WEST LAFAYETTE — In the not-too-distant future, the exchange of business cards might be replaced by a simple handshake.

Music could be streamed from a smartwatch to wireless earphones by using signals in the body.

Or a doctor could reprogram a pacemaker without making a single incision.

Researchers at Purdue have invented a Human Body Communication system that uses a human’s inner electric signals to transmit data to network with other electronic devices. The device can be implanted or worn outside the body.

“The new frontier is health data,” said Shreyas Sen, an assistant professor in the Purdue School of Electrical and Computer Engineering.

Today, of course, it is common to transmit data through a computer hub.

“The human body is going to be the next hub,” Sen said.

He led a research team that expects to use the body in endless ways as a communications medium.

“The body is a very good conductor, thanks to its high water content. So, you can use the body as a wire,” Sen said.

Though the device at first sounds like the Hollywood-fabricated transmitter that extended life expectancy through a handshake in the 2011 movie “In Time,” Sen said he was unfamiliar with the Justin Timberlake film.

As far as that form of technological transmission — minus the life expectancy element: “We can do it right now,” Sen said.

The human body naturally picks up interference from outside sources around it such as FM radio signals. However, the Human Body Communication system suppresses such interfering signals and allows for communication between devices.

“Our body is highly conductive,” Sen said.
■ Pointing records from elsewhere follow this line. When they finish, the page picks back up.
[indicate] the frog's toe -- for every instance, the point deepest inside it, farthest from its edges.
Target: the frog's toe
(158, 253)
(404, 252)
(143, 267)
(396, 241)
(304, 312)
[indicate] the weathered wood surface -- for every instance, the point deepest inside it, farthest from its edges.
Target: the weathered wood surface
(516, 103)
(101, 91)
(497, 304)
The device “sends the signal inside your body, it travels throughout your body and it comes out of your body to the other device.
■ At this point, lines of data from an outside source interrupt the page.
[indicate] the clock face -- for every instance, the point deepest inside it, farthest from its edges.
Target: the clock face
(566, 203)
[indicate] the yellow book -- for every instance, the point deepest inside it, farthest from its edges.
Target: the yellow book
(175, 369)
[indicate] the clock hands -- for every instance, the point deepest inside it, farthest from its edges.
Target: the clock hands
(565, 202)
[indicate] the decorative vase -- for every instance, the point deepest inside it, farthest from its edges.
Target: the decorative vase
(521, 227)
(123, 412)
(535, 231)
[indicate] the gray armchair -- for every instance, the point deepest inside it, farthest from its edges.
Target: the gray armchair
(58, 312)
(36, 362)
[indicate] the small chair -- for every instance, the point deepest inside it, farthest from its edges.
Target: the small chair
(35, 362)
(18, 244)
“With that in mind, when you handshake with somebody else you are forming a contact because my hand is conductive and your hand is conductive.”
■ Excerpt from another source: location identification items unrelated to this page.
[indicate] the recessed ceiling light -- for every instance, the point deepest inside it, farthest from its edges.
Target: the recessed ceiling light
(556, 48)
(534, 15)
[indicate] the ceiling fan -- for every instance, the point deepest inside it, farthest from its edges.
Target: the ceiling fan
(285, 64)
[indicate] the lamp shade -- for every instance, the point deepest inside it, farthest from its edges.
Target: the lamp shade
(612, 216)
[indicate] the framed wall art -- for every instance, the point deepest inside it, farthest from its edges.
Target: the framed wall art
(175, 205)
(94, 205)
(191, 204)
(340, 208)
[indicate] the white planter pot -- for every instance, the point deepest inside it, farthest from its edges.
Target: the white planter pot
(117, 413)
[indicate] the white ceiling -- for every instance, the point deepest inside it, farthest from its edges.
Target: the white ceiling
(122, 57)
The technology has pending patent applications through the Purdue Office of Technology Commercialization.

Safety-wise, Sen said the static created by brushing hair creates more electricity than the device.

Using the body, Sen said, prevents sending a signal through airwaves that could be hacked.

“By using the body, you are making it harder because the criminal has to come and touch me,” Sen said.

In August, the U.S. Food and Drug Administration recalled nearly 500,000 pacemakers over concerns that hackers could gain access to the pacemakers through security loopholes — possibly allowing them to change settings or turn the devices off.

Generally, device wearers need to keep their hands to themselves.

“If somebody touches you, then it becomes similar to other technologies if they have the same signal. If they don’t touch you, we have tested, they don’t have the signal and they cannot hack.”